Streit um die Zahl der Toten

Ein weiterer Punkt, der die Ergebnisse unplausibel macht: Angeblich haben die Befrager der Lancet-Studie bei der überwiegenden Zahl der registrierten Todesfälle Totenscheine eingesehen. Wenn das aber stimme, so die Mitarbeiter von Iraq Body Count, müssten die Behörden des Landes eine halbe Million Totenscheine ausgestellt haben, die in keiner offiziellen Statistik auftauchen.

Doch auch die Untersuchung der WHO ist nicht frei von Kritikpunkten. Der wichtigste betrifft die 1150 ausgewählten Haushalte, die die Interview-Teams aus Sicherheitsgründen nicht besuchen konnten.

Diese Familien lebten in den Stadtteilen und Regionen, wo wahrscheinlich überdurchschnittlich viele Menschen Opfer der Gewalt werden, also durften die Wissenschaftler diese Nachbarschaften nicht einfach ignorieren. Um die Todeszahlen der gefährlichen Gegenden aus benachtbarten, besuchten Gebieten hochzurechnen, hat sich die WHO auf Relationen gestützt, die sie aus den Daten des IBC entnommen hat.

So hat sie in Bagdad zum Beispiel die Daten der besuchten Haushalte mal vier genommen und den fehlenden, gefährlichen zugewiesen. Doch ob dieses Verfahren vernünftig ist, wenn die Daten des Iraq Body Count die Lage systematisch untertreiben, kann niemand nachvollziehen.

Korrekturen sind nötig - aber um welchen Faktor?

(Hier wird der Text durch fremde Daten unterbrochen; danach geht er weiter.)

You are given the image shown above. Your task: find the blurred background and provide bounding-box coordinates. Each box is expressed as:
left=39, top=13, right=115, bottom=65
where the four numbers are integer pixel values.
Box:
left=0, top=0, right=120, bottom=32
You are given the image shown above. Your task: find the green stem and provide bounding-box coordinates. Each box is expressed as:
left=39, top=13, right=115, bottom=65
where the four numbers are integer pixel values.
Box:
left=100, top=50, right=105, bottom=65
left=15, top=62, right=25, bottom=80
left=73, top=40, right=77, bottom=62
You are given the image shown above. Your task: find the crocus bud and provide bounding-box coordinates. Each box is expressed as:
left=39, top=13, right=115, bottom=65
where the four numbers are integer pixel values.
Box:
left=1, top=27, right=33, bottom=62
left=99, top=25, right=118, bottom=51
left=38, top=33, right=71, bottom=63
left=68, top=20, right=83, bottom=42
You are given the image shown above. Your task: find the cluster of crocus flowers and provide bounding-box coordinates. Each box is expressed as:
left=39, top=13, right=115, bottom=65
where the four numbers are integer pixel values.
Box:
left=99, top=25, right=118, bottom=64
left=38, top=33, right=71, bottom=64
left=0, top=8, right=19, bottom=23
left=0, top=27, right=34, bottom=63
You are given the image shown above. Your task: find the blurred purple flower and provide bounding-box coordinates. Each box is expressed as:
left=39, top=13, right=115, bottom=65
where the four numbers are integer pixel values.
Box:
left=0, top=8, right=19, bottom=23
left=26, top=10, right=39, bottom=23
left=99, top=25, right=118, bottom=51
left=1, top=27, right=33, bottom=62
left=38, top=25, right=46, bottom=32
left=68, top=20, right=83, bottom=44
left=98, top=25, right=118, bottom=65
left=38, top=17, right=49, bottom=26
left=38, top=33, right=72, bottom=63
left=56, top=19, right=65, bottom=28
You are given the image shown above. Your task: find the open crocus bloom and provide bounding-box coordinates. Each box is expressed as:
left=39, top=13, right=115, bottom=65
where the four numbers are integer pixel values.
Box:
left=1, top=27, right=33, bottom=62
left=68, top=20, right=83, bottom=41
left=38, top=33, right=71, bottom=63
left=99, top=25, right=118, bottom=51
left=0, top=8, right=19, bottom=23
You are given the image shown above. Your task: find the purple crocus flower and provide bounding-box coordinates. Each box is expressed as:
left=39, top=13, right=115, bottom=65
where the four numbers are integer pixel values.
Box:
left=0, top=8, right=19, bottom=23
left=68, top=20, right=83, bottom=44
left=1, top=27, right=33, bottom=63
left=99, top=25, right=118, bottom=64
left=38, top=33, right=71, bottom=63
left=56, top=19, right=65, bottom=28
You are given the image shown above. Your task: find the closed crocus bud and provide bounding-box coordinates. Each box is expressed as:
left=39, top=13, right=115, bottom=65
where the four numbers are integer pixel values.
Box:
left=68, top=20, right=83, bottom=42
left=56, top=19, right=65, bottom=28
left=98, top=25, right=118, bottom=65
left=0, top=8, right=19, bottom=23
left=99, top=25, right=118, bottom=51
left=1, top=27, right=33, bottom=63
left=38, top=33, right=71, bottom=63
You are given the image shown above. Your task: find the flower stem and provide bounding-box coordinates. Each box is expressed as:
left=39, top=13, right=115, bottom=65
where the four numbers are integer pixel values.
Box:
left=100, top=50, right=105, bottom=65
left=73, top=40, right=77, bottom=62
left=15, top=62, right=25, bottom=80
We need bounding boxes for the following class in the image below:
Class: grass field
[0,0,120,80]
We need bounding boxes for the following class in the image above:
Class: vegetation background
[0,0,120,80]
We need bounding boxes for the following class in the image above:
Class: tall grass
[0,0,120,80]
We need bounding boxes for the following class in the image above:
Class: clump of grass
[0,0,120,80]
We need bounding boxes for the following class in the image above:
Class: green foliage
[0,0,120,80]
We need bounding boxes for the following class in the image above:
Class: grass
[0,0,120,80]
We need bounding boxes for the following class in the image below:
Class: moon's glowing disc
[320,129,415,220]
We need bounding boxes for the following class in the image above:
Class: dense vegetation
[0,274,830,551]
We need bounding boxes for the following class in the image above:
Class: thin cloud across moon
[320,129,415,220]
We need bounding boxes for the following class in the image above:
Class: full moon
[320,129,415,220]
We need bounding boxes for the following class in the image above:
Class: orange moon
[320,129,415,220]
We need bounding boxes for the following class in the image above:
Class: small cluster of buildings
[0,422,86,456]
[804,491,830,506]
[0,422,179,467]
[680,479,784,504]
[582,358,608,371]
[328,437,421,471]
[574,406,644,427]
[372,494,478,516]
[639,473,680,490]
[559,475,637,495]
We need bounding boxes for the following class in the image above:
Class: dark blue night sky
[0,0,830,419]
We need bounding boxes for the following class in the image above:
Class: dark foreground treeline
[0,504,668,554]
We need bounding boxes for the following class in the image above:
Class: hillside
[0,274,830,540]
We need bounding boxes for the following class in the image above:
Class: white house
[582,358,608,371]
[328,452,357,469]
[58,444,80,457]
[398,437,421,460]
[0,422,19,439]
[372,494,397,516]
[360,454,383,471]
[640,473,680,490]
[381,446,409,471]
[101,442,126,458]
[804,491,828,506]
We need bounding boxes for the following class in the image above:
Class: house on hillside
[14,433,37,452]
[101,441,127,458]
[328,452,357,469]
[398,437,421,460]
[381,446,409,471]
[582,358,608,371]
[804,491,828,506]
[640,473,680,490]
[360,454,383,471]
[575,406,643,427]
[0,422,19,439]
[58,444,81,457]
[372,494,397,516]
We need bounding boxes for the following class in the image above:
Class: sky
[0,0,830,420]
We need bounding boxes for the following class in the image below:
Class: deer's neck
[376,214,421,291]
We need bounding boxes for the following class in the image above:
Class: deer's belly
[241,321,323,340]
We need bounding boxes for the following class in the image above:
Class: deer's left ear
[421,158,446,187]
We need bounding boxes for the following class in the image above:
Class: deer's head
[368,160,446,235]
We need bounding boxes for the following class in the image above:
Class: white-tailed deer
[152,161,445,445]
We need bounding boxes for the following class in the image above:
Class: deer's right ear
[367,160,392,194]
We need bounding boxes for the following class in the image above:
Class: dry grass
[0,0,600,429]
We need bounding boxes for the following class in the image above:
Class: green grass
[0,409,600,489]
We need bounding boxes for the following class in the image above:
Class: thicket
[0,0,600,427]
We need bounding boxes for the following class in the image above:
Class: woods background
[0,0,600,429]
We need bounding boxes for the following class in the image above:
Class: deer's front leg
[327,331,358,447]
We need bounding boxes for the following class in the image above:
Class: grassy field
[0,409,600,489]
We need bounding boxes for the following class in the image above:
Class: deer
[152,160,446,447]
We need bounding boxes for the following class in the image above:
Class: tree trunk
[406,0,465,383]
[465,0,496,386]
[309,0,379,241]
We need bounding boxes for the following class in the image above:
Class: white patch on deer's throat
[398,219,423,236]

Hinzu kommt, dass die WHO-Forscher unbewohnte Häuser systematisch ignoriert und in ihrer Stichprobe ersetzt haben. Dabei muss man sich fragen, ob die Familien der leeren Behausungen nicht eher Gewalt erlebt haben und dann geflohen sind als die Zurückgebliebenen. Diese Einflüsse, versichert Mohamed Ali, seien im bereinigten Schätzwert der WHO rechnerisch korrigiert worden.

Diese Art der Argumentation, mit denen die Ergebnisse bewertet werden, zeigt schon, wie schwierig jede wahrheitsgemäße Bilanz der Ereignisse im Irak sein wird. Auch wer zum Eindruck gelangt, die Daten der Lancet-Studie müssten deutlich nach unten, die der WHO-Studie ein wenig nach oben korrigiert werden, weiß immer noch nicht, um welchen Faktor.

Zumal verblassen die Angaben womöglich, wenn einmal die Toten seit Mitte 2006 bilanziert werden. Der aktuelle Wert beim Iraq Body Count liegt bei bis zu 88.000 Toten. Besonders interessant daran ist die Relation: In den vergangenen anderthalb Jahren hat die Zahl der Toten also 85 Prozent der Angabe für die gut drei Jahre davor erreicht. Daher sind sich alle Beteiligten, bei allen sonstigen Differenzen einig: Was im Irak passiert, ist eine humanitäre Katastrophe.